Luis, for my sake could you elaborate on the provider pattern and how it is defined. I spent about half an hour googling on it, and the only references I can find on the Internet all appear to be talking about a .NET specific pattern of that name.
I guess either way, I’d have to ask if our goal is to implement a specific pattern or solve a problem. (I’m being devils advocate here for a minute
If allowing the provider to also become a proxy “breaks” the pattern, then we could simply stop calling that as long as our finished product is clean and useful. I’m not sure if breaking out a separate functionality for the sake of keeping the original pattern pure accomplishes anything other than fragmented implementation.
Anyway, the above sounds a little snarky, but I promise I don’t mean it that way. I love patterns and the philosophy behind them so I’m just trying to candidly ask some questions while hoping to learn a bit of theory on the matter.

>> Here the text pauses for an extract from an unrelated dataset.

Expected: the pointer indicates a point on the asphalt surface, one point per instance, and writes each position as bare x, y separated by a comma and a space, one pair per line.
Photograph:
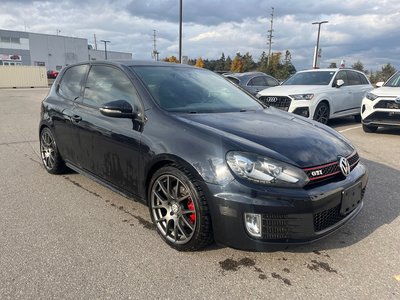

I really appreciate your comments! The initial driving force behind providers where to basically just provide you the object. I guess adding an onMissingMethod to it to proxy the methods of the provided object could also be an enhancement to the providers. I guess semantically speaking, then the providers become also proxy’s to the original object. So that is why I am hesitant on it, but let’s create an enhancement ticket for it.
That;s an interesting idea. What about wirebox enabling you to declare decorators for ANY object?
Also, come to think of it, you can just build a listener that does this for you Brad:
component{
function configure(injector,properties){}
function afterInstanceCreation(interceptData){
var target = arguments.interceptData.target;
// Do your check if it is a provider, and if it is add proxy method.
if( isInstanceOf(‘coldbox.system.ioc.Provider’) ){
target.onMissingMethod = variables.onMissingMethod;
}
}
function onMissingMethod(MissingMethodName,MissingMethodArguments){
var results = evaluate(“get().#missingMethodName#(argumentCollection=missingMethodArguments)”);
if( NOT isNull(results) ){
return results;
}
}
}
Out of curiosity, what issue(s) do you have with oMM()?
When used properly, oMM() is a fantastic tool that I am quite in love with. Hence my curiosity.
(Of course, the key is, “when used properly”. One should not use it simply for the sake of using it, and should be judicious about when/where/how they’re using it.)
Oh, it does have some interesting implementations and can provide some great functionality, but in anything that is called a lot and is really looking for speed, I think it should be avoided.
I know it is only slight, but it is slower than a direct call to the method, so when speed counts, I try to avoid it.